Functions

Plugin Implementation

The function framework is used to implement SQL functions. Presto includes a number of built-in functions. In order to implement new functions, you can write a plugin that returns one more functions from getFunctions():

public class ExampleFunctionsPlugin
        implements Plugin
{
    @Override
    public Set<Class<?>> getFunctions()
    {
        return ImmutableSet.<Class<?>>builder()
                .add(ExampleNullFunction.class)
                .add(IsNullFunction.class)
                .add(IsEqualOrNullFunction.class)
                .add(ExampleStringFunction.class)
                .add(ExampleAverageFunction.class)
                .build();
    }
}

Note that the ImmutableSet class is a utility class from Guava. The getFunctions() method contains all of the classes for the functions that we will implement below in this tutorial.

For a full example in the codebase, see either the presto-ml module for machine learning functions or the presto-teradata-functions module for Teradata-compatible functions, both in the root of the Presto source.

Scalar Function Implementation

The function framework uses annotations to indicate relevant information about functions, including name, description, return type and parameter types. Below is a sample function which implements is_null:

public class ExampleNullFunction
{
    @ScalarFunction("is_null", calledOnNullInput = true)
    @Description("Returns TRUE if the argument is NULL")
    @SqlType(StandardTypes.BOOLEAN)
    public static boolean isNull(@SqlNullable @SqlType(StandardTypes.VARCHAR) Slice string)
    {
        return (string == null);
    }
}

The function is_null takes a single VARCHAR argument and returns a BOOLEAN indicating if the argument was NULL. Note that the argument to the function is of type Slice.
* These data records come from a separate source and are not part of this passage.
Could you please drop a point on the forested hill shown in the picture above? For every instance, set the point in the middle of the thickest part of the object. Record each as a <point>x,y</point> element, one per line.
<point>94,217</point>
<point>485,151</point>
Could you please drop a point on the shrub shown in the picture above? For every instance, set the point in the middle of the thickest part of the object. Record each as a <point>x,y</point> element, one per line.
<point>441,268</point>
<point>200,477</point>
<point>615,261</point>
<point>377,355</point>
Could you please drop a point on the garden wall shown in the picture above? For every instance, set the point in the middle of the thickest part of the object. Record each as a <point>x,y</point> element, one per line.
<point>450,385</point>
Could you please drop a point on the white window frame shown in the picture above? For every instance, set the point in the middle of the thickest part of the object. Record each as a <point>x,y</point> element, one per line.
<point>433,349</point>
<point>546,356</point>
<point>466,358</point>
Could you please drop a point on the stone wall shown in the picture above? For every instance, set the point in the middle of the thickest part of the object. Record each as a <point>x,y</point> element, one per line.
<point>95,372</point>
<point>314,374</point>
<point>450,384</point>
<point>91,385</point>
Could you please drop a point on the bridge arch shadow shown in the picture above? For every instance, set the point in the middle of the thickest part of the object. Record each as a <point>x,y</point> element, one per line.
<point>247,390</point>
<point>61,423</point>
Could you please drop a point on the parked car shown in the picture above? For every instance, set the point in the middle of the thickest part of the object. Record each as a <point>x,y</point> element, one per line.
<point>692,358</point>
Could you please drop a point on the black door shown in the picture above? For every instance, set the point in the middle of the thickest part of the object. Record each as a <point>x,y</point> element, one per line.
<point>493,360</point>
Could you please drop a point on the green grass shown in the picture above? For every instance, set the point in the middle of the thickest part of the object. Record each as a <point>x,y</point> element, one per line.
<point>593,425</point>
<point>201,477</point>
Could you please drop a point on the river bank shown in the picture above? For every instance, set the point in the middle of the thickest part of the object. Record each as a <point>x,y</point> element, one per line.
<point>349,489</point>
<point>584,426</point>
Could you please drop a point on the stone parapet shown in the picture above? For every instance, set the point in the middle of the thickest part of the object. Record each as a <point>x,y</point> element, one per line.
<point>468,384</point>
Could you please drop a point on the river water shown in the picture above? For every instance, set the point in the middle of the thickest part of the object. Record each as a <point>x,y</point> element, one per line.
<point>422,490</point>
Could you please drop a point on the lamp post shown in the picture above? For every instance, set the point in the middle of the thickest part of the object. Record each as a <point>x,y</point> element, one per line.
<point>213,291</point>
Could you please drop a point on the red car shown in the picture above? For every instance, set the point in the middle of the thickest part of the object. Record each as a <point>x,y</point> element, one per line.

VARCHAR uses Slice, which is essentially a wrapper around byte[], rather than String for its native container type.

  • @SqlType:

    The @SqlType annotation is used to declare the return type and the argument types. Note that the return type and arguments of the Java code must match the native container types of the corresponding annotations.

  • @SqlNullable:

    The @SqlNullable annotation indicates that the argument may be NULL. Without this annotation the framework assumes that all functions return NULL if any of their arguments are NULL. When working with a Type that has a primitive native container type, such as BigintType, use the object wrapper for the native container type when using @SqlNullable. The method must be annotated with @SqlNullable if it can return NULL when the arguments are non-null.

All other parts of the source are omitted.